„Die Omnibus-Reform läuft, Banner wird es nicht mehr geben“
„Der Omnibus läuft, Cookie-Banner wird es nicht mehr geben, weil das die Browser regeln.“
— so hört man es in Meetings mit Agenturen
Der Digital Omnibus ist ein echter Vorschlag. Die Kommission hat ihn am 19. November 2025 vorgelegt1 und verlagert die Cookie-Regeln aus der ePrivacy-Richtlinie direkt in die DSGVO — als neue Artikel 88a und 88b16. So weit hat die Agentur recht.

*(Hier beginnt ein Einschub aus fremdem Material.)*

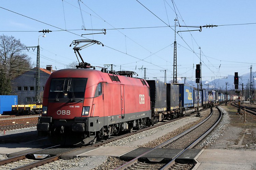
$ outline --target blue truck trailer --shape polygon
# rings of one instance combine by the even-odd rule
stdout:
[[[12,105],[17,105],[18,96],[15,95],[0,95],[0,115],[4,112],[11,112]]]
[[[175,84],[180,86],[180,105],[183,110],[187,111],[194,106],[194,88],[184,84]]]

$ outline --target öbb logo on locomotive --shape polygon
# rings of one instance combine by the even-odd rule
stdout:
[[[69,115],[70,114],[70,111],[67,110],[59,110],[57,111],[57,115]]]
[[[145,104],[145,96],[144,95],[140,94],[139,97],[139,102],[140,104]]]

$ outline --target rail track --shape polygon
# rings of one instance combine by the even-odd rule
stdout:
[[[0,120],[0,131],[34,126],[38,122],[38,117],[2,119]]]
[[[177,119],[167,121],[166,122],[161,123],[154,126],[150,126],[146,128],[141,129],[136,132],[133,132],[128,134],[125,134],[121,136],[111,138],[107,140],[104,140],[100,141],[98,141],[96,143],[94,144],[90,144],[86,146],[83,146],[80,147],[79,148],[75,148],[73,149],[71,149],[67,151],[61,152],[60,152],[55,154],[56,155],[50,155],[47,156],[46,157],[42,159],[36,159],[35,158],[31,158],[31,155],[33,154],[33,153],[28,153],[26,154],[23,154],[21,155],[19,155],[17,156],[9,158],[0,161],[0,169],[28,169],[30,168],[32,168],[36,167],[41,166],[46,163],[49,163],[53,161],[56,160],[61,157],[62,154],[74,151],[77,149],[79,149],[85,147],[98,147],[104,144],[113,141],[114,140],[122,138],[130,135],[135,134],[136,133],[140,133],[144,131],[146,131],[149,129],[154,128],[159,126],[163,125],[165,124],[168,123],[176,121],[180,119],[184,118],[186,116],[189,116],[191,115],[195,114],[195,113],[191,113],[186,116],[179,118]],[[49,148],[50,149],[50,148]],[[61,150],[61,149],[60,149]],[[44,150],[43,153],[45,153],[45,150]],[[38,152],[38,151],[37,151]],[[49,151],[51,152],[50,151]],[[40,154],[39,154],[40,155]],[[45,155],[43,154],[42,155]]]
[[[237,108],[239,107],[238,104],[237,103],[231,103],[231,105]],[[256,116],[256,110],[255,108],[252,108],[251,107],[241,106],[241,104],[240,105],[240,107],[242,109],[244,109],[245,107],[246,112]]]
[[[170,168],[174,169],[175,166],[179,167],[179,168],[181,169],[183,169],[184,167],[188,166],[187,164],[179,165],[175,163],[176,159],[187,149],[193,148],[210,132],[219,122],[221,119],[222,115],[221,112],[218,108],[213,108],[210,116],[200,123],[176,137],[144,152],[115,169],[167,170]],[[167,163],[140,161],[140,159],[146,154],[149,153],[154,153],[157,149],[161,148],[180,148],[182,149],[182,151]]]

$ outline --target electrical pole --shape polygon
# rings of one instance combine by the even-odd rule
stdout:
[[[251,65],[250,68],[250,103],[253,102],[253,77],[252,72],[252,65]]]
[[[177,44],[176,44],[176,18],[174,20],[175,22],[174,30],[174,41],[173,45],[173,83],[177,83]]]
[[[165,71],[165,83],[166,83],[166,70],[160,70],[160,72]]]
[[[43,30],[43,31],[38,31],[39,32],[43,32],[43,34],[40,35],[38,36],[38,44],[36,47],[26,47],[27,50],[28,51],[29,50],[30,48],[32,49],[33,51],[34,51],[35,48],[37,48],[37,74],[36,74],[36,80],[35,82],[35,101],[36,103],[39,103],[40,102],[40,46],[39,46],[39,37],[41,35],[43,35],[43,37],[45,37],[44,33],[49,33],[49,32],[51,32],[51,31],[49,31],[49,30]]]
[[[226,82],[226,102],[225,105],[228,105],[228,88],[227,85],[228,84],[228,82]]]
[[[184,79],[184,84],[186,84],[186,79],[187,78],[186,77],[181,77],[181,78],[182,79],[182,78]]]
[[[109,68],[110,66],[111,66],[111,71],[113,71],[113,65],[114,65],[113,64],[104,64],[104,67],[107,67],[107,68]],[[116,66],[115,65],[114,65],[114,66]],[[121,70],[121,66],[120,66],[120,71]]]
[[[244,84],[242,83],[242,102],[243,103],[244,100]]]
[[[200,84],[200,89],[203,88],[203,86],[202,84],[202,63],[201,63],[201,48],[199,47],[200,49],[200,80],[199,81]]]
[[[139,69],[139,70],[142,70],[142,69],[144,69],[144,80],[146,80],[146,69],[147,68],[142,68]]]
[[[254,86],[254,73],[253,73],[253,103],[254,103],[255,96],[254,96],[254,90],[255,87]]]

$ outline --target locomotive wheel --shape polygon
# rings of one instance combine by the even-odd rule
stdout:
[[[99,131],[97,132],[98,137],[99,137],[99,139],[102,139],[104,138],[104,135],[103,133],[103,128],[102,128]]]
[[[91,142],[90,142],[90,144],[95,144],[96,143],[96,140],[97,140],[97,137],[95,137],[94,139],[91,141]]]
[[[133,129],[133,127],[129,127],[128,131],[129,133],[131,133],[132,132],[132,130]]]

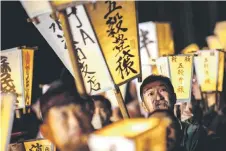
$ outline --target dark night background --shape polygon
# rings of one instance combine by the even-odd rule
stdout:
[[[137,4],[139,22],[171,22],[176,53],[191,43],[200,48],[206,46],[205,38],[213,34],[215,23],[226,20],[226,2],[139,1]],[[34,102],[41,94],[38,85],[58,79],[64,66],[27,18],[19,1],[1,1],[1,50],[24,45],[39,48],[34,59]],[[13,131],[17,131],[15,126]]]

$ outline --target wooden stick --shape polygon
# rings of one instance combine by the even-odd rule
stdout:
[[[120,111],[122,113],[123,118],[124,119],[129,118],[128,110],[127,110],[126,105],[123,101],[123,97],[122,97],[122,94],[121,94],[118,86],[115,87],[115,96],[116,96],[116,99],[118,101],[118,105],[119,105],[119,108],[120,108]]]

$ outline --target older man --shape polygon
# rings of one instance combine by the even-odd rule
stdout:
[[[43,136],[61,151],[88,150],[86,134],[93,128],[86,108],[75,87],[56,81],[40,98]]]

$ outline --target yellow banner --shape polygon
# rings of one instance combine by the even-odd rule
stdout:
[[[2,151],[7,150],[14,118],[14,103],[16,96],[11,93],[1,93],[1,119],[0,119],[0,147]]]
[[[203,92],[216,91],[218,77],[219,52],[202,50],[195,57],[195,70],[198,83]],[[222,66],[221,66],[222,68]],[[221,79],[222,77],[219,77]]]
[[[138,31],[134,1],[99,1],[87,4],[114,83],[126,82],[140,74]]]
[[[159,56],[174,54],[174,41],[169,23],[156,23]]]
[[[177,100],[190,101],[193,73],[193,56],[170,56],[170,74]]]
[[[24,142],[26,151],[55,151],[54,145],[47,139]]]
[[[23,53],[23,81],[25,105],[31,105],[34,50],[22,49]]]
[[[158,73],[170,78],[170,67],[167,57],[160,57],[156,61]]]
[[[224,52],[220,52],[219,53],[219,66],[218,66],[218,91],[222,91],[223,89],[223,79],[224,79]]]

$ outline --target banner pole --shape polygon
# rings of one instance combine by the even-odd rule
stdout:
[[[85,89],[82,74],[81,74],[81,71],[79,69],[79,64],[78,64],[78,53],[75,50],[74,45],[73,45],[73,37],[72,37],[71,27],[69,24],[66,10],[59,11],[59,19],[62,24],[62,29],[64,32],[64,36],[65,36],[65,40],[66,40],[66,44],[67,44],[67,48],[68,48],[70,61],[71,61],[72,68],[73,68],[73,74],[75,76],[74,78],[75,78],[75,83],[76,83],[78,93],[82,97],[86,97],[87,96],[86,89]]]
[[[118,86],[115,86],[115,96],[116,96],[116,99],[118,101],[118,105],[119,105],[119,108],[120,108],[120,111],[122,113],[122,116],[124,119],[126,118],[130,118],[129,117],[129,113],[128,113],[128,110],[126,108],[126,105],[124,103],[124,100],[123,100],[123,97],[122,97],[122,94],[120,92],[120,89]]]

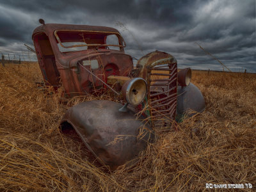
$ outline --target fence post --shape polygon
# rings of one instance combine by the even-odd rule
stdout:
[[[1,60],[3,67],[5,67],[4,65],[4,56],[2,53],[2,60]]]

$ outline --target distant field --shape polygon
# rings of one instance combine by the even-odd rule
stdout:
[[[111,174],[88,161],[78,139],[60,132],[66,110],[61,91],[38,88],[35,82],[41,81],[37,64],[0,65],[0,191],[200,191],[205,183],[256,187],[256,74],[193,71],[205,111],[180,124],[179,131],[157,132],[158,140],[132,170]]]

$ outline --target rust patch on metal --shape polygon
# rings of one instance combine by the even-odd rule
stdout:
[[[177,66],[176,59],[164,52],[155,51],[141,58],[137,68],[147,80],[148,104],[154,124],[175,119]],[[162,124],[161,124],[162,125]]]

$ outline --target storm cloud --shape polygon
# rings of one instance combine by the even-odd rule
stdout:
[[[221,70],[197,42],[231,70],[256,72],[255,0],[0,0],[0,51],[26,58],[23,44],[33,44],[40,18],[114,27],[137,58],[157,49],[173,54],[180,68]]]

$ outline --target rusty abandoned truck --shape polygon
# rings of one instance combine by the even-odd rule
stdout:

Der Unterschied liegt darin, was diese beiden Artikel tun. Banner ersetzt hätte erst Art. 88b — er hätte das Browsersignal für Verantwortliche rechtlich verbindlich gemacht. Art. 88a schafft Banner nicht ab, er verschärft sie.
Und genau Art. 88b hat der Rat der EU in seiner Position vom 18. Juni 2026 vollständig gestrichen56. Laut noyb und der Fachpresse nach Lobbyarbeit der Werbeindustrie; die Streichung unterstützten unter anderem Deutschland, Frankreich und Polen7.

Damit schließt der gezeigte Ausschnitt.